This project focuses on classifying news articles in English and Hindi using machine learning and natural language processing (NLP). Models are trained on datasets obtained from Kaggle and saved for reuse. The application also includes a Streamlit interface for user interaction.

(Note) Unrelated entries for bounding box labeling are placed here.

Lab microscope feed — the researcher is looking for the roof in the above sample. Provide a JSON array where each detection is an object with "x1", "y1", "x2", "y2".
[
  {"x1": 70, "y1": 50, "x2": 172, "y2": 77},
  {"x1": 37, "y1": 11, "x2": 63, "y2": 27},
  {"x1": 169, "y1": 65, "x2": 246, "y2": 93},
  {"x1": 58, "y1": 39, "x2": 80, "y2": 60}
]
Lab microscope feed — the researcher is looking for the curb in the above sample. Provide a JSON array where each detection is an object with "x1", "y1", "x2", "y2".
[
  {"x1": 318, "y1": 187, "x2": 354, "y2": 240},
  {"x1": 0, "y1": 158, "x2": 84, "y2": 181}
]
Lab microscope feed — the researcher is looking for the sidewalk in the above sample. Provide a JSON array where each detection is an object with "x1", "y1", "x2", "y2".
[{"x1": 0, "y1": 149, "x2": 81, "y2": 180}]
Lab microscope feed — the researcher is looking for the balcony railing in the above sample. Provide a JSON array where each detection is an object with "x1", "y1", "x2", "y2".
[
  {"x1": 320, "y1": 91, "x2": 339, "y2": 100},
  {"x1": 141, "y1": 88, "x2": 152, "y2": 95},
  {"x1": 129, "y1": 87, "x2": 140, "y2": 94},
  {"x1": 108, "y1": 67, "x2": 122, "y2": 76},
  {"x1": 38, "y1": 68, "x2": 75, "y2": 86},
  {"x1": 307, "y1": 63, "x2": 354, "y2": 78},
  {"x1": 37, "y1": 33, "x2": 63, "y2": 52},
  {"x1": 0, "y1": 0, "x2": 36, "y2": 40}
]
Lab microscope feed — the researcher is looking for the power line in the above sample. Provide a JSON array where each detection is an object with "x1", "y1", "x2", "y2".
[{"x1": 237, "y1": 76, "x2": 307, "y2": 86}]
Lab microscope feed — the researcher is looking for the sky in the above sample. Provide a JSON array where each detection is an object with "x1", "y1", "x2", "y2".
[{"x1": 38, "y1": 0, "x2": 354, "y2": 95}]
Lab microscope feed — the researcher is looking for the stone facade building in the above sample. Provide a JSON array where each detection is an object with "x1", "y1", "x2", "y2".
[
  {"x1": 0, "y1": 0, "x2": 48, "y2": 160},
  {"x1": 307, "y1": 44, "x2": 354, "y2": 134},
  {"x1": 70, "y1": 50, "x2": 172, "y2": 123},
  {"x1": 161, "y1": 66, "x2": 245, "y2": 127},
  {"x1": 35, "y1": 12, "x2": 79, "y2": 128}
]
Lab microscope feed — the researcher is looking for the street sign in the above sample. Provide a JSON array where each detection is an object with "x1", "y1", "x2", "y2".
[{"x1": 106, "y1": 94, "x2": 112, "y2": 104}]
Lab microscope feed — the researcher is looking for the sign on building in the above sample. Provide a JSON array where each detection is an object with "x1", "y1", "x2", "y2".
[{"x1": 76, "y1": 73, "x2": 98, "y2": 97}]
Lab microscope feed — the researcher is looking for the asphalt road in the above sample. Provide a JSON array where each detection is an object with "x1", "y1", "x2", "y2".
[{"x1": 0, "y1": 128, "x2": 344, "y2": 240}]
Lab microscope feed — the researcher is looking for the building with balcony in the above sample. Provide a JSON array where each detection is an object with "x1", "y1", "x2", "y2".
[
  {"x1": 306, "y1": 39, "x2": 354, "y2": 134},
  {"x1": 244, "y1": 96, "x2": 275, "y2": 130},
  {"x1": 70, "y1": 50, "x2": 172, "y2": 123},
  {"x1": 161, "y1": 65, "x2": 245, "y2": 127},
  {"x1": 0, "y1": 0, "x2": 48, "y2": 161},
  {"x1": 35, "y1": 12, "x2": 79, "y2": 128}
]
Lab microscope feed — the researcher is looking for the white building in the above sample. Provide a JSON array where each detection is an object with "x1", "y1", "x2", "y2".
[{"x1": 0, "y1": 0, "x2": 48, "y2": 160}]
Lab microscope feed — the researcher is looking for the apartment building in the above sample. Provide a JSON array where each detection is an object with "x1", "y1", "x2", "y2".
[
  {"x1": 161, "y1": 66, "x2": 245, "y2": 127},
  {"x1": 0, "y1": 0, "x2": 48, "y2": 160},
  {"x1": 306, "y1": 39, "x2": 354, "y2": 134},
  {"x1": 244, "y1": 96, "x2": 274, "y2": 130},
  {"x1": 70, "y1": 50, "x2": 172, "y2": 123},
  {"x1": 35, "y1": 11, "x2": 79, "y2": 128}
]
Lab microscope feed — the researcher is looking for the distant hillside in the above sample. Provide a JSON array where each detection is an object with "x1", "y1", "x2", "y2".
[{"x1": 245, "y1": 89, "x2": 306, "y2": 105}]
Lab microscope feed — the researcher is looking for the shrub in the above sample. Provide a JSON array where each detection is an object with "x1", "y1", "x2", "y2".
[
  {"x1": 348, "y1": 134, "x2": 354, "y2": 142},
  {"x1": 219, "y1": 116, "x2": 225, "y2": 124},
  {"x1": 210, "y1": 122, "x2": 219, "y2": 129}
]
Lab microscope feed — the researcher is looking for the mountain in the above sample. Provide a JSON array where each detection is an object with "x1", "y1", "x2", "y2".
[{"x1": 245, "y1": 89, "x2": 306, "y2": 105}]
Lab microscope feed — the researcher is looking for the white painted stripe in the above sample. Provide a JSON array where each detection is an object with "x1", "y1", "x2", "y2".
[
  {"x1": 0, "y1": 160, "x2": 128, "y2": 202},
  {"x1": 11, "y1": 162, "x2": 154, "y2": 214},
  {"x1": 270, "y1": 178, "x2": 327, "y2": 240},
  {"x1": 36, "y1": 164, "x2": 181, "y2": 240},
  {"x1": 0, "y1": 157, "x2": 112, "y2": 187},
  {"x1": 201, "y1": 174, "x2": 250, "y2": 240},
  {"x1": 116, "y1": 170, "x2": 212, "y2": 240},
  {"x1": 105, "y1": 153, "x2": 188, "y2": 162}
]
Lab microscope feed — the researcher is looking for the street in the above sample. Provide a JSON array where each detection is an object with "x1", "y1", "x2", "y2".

Language Support: English and Hindi news classification. Machine Learning Models: English: Multinomial Naive Bayes and Tokenization Hindi: Random Forest Classifier and Tokenization Streamlit Application: Interactive interface for classification. Datasets: Preprocessed English and Hindi datasets sourced from Kaggle.
MLNClassifier/
├── EngNewsClassify.ipynb # Jupyter notebook for training and saving English models
├── HinNewsClassify.ipynb # Jupyter notebook for training and saving Hindi models
├── NewsNLP.py # Python script for loading models and running the classifier
├── Multinomial.pkl # English Multinomial Naive Bayes model
├── tokenization.pkl # English Tokenizer
├── hindi_Rf.pkl # Hindi Random Forest model
└── hindiTokenization.pkl # Hindi Tokenizer
├── english_news.csv # English dataset (from Kaggle)
├── hindi_news.csv # Hindi dataset (from Kaggle)
└── README.md # Project documentation
Python 3.7 or higher Libraries: numpy, pandas, sklearn, nltk, streamlit
Clone the repository:
git clone https://github.com/AdityaC784/MLNClassifier.git
cd MLNClassifier
Install dependencies:
pip install -r requirements.txt
Open EngNewsClassify.ipynb and HinNewsClassify.ipynb in Jupyter Notebook.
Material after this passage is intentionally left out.